Technology & Science

Personalized medicines could change prescribing practices

Much of the $30 billion that Canadians spend on drugs every year is wasted, but personalized medicines could revolutionize the way doctors prescribe, a biopharmaceutical researcher says.

Much of the $30 billion that Canadians spend on drugs every year is wasted, but personalized medicines could revolutionize the way doctors prescribe, a biopharmaceutical researcher says.

People have genetic differences that determine how their bodies react to drugs such as warfarin or Coumadin, a blood thinner taken to prevent clotting. It is tricky to get the dosing right, because too little has no effect but too much can cause bleeding.

"Maybe you need more or maybe you have too much," said Serge Carriere, a healthy 70-year-old in Montreal who takes warfarin because he is at high risk for stroke. "It depends on the individual, the way they metabolize the drug."

Dr.

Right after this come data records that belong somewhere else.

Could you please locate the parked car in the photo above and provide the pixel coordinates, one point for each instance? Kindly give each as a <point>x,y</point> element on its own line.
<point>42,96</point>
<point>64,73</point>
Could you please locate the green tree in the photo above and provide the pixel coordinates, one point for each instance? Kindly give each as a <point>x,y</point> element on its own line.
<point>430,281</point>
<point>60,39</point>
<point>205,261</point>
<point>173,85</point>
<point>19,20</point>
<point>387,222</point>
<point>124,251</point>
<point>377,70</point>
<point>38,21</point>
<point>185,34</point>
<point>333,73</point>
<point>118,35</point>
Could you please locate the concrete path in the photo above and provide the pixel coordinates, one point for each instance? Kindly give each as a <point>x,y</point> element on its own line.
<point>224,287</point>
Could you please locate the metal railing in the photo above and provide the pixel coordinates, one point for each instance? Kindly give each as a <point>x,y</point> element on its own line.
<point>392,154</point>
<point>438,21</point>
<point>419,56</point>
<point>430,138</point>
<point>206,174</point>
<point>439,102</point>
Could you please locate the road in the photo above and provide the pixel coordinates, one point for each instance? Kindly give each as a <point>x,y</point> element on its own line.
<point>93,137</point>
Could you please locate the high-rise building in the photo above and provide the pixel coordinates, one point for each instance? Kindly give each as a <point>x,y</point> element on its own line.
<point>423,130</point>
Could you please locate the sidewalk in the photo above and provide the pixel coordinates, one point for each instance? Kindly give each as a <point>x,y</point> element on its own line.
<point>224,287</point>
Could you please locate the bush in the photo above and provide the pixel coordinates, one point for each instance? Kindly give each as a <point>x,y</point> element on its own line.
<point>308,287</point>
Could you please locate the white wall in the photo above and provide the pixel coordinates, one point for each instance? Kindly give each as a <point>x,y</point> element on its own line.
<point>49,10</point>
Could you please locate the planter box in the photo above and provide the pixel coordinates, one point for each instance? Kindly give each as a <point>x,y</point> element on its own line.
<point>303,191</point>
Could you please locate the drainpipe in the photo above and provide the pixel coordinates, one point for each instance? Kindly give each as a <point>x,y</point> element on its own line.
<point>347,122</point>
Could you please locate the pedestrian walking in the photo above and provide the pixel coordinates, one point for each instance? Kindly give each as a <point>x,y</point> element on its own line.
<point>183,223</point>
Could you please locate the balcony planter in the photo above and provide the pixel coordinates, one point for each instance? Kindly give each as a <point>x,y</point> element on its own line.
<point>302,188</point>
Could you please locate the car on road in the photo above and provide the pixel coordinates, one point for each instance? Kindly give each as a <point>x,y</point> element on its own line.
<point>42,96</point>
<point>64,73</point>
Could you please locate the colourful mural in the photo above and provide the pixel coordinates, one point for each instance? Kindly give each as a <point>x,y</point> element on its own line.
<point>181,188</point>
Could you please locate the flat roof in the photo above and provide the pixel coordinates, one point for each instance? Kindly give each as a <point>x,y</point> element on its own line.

Jean-Claude Tardif of the Montreal Heart Institute is testing the use of genetic analysis to help tailor drug dosages for patients like Carriere.

"I think it has the potential to change how we use warfarin in the next couple of years," Tardif said.

Genetic discoveries increasingly mean doctors will be able to use a patient's genetic code to predict how they'll respond to different types of treatments.

Genetic tests are already used to identify people who may benefit from Herceptin for breast cancer, for example, or Gleevec for leukemia.

Researchers also know that some people's genetic makeup means antidepressants won't work for them, or that a drug commonly used to treat childhood leukemia will cause severe side-effects in some children.

"We know what the genetic defect is," said biopharmaceutical researcher Deanna Kroetz of the University of California, San Francisco. "And we know what to do about it. But there's still resistance from the physicians who treat these patients."

Even when predictive tests are available, many doctors won't use them, partly because they cost hundreds of dollars, but also because there's a lack of faith, comfort and confidence around genetics, Kroetz said.

"We need to teach them and tell them how to use this genetic information to better treat these patients," said Tardif.

It's a development that Carriere calls reassuring.